To handle the first scenario, Apsalar integrated with a variety of different marketing automation companies, including Adobe, Google, Kahuna, Swrve, Appboy, MailChimp and Marketo, among others, so that brands could share data and audiences across platforms.
If a brand doesn’t have a DMP already in place, Apsalar onboards the company’s desktop data, using third-party partnerships with cross-device companies to convert the cookies into device IDs, thereby creating a cross-platform view of the user.
Device IDs in particular are critical for an mDMP to function. But considering Facebook’s guardedness around cross-device data – Facebook recently alerted several mobile measurement partners, including Apsalar, Appsflyer and Kochava, that on Aug. 20 it would cut access to device-level data collection for app install ads – one could argue that mDMPs are at the mercy of the bigger players. If Facebook, Google or Twitter cut access to device IDs, mobile DMPs can’t do much in the mobile targeting department.
But that’s not a particular concern, Oiknine said.
“[They] are more than happy to have their data come back to them as long as the marketer doesn’t see this data in a raw device ID format – we confirmed this with both Facebook and Twitter,” Oiknine said. “For instance, if a marketer acquired an audience via Facebook, Facebook is more than happy to have the marketer retarget part of that audience on Facebook.”
Rather than becoming too focused on the channel, Alistair Goodman, CEO of enterprise location data company Placecast, takes a longer view. In late May, Placecast, which works with large mobile carriers like Telefonica, Three in Europe and Rogers in Canada, made its mobile DMP available as a standalone solution separate from its mobile DSP offering.
In the next 24 to 36 months, an ubiquitous view of consumers across devices will be possible, Goodman said, noting that having the right data management tools will be de rigeur.
And while “mobile and mobile data will play a major role in that, it’s by no means an exclusive role,” he said, pointing to the importance of television, offline and household-level third-party data.
“But I guarantee you that all DMPs are either thinking about creating a mobile DMP or are actually working on something,” Goodman said. “You can’t ignore the shift in media consumption patterns and budget dollars toward mobile.”
Advertisers that neglect mobile as part of their DMP strategy will be burned in the near future, said Neil Sweeney, CEO of JUICE Mobile. Separating online and mobile is “a non-starter” because it prevents brands from successful cross-device targeting and accurate attribution.
While most traditional DMPs do address the mobile web, apps are often left out of the mix. That’s a problem because apps are “a big part of the puzzle here,” said Sweeney, who acknowledged that there are some companies doing a good job of handling app-related data, including Krux and Adobe.

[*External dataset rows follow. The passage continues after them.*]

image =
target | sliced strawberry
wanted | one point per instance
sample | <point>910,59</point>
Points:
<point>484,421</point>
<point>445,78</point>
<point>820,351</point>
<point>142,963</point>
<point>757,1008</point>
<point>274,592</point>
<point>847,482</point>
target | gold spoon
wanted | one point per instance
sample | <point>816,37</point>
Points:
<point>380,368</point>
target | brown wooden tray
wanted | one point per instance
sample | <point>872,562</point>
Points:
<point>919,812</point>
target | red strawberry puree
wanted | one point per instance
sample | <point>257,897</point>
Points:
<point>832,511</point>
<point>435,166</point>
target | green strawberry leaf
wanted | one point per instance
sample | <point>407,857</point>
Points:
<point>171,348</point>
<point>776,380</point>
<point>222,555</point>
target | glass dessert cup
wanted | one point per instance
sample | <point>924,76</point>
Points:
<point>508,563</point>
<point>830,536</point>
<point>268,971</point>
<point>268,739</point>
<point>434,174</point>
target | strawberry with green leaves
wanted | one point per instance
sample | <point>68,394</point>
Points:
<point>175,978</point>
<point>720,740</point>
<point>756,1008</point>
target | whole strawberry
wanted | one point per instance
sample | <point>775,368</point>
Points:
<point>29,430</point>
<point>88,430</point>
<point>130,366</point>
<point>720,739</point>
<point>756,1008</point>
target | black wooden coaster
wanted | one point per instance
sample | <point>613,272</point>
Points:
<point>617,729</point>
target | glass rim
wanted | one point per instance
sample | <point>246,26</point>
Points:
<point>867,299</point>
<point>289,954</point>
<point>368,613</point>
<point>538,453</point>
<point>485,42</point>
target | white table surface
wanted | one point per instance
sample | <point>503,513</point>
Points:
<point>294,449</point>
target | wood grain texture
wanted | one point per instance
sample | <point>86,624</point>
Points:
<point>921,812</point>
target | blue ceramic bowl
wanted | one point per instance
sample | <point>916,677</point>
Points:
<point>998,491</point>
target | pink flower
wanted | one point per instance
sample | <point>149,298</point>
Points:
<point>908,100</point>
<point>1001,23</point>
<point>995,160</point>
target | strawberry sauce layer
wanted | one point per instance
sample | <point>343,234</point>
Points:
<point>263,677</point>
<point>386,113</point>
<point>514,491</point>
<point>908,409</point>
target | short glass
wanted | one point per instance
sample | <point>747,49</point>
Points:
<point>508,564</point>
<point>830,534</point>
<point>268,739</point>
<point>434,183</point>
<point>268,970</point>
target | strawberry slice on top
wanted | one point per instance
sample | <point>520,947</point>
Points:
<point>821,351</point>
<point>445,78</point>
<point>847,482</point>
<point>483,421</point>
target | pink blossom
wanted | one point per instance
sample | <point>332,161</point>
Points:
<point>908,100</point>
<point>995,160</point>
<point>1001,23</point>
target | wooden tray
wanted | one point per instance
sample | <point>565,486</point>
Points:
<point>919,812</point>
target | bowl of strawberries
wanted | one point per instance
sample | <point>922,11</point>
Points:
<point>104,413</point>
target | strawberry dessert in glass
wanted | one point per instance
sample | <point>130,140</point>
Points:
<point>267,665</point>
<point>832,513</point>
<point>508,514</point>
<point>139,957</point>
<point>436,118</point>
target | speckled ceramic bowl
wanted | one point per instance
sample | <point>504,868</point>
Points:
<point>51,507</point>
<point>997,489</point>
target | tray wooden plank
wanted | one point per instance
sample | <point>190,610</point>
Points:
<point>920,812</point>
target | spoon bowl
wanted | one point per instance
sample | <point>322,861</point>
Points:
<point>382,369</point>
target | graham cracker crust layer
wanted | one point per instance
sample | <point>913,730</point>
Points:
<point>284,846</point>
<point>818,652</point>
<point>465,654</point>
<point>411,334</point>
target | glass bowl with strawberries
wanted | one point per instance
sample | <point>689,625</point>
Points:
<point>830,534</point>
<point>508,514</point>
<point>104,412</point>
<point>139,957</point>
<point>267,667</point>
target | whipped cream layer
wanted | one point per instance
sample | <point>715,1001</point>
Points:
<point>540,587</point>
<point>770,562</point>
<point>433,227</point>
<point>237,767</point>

For his part, Krux CEO Tom Chavez has no time for the concept of mDMPs, full stop. They’re simply “dead at design time,” he wrote in an AdExchanger column.
“As your customers move across devices, your platform should let you tailor your interactions with them across any device,” Chavez wrote, somewhat sharply. “Mobile anything is ill posed.”
But there’s no one who disagrees on the significance of mobile data in a cross-platform mix. Perhaps it’s simply the term “mDMP” that grates.
“People are quick to label things in this industry, and if you’re dealing with data, everyone will say that you’re a DMP or a tag management solution or you’re X or you’re Y – but it’s not always that simple,” said mParticle’s Katz. “I don’t know if using the term DMP in the mobile context does these solutions justice. But maybe that’s just what they think investors want to hear.”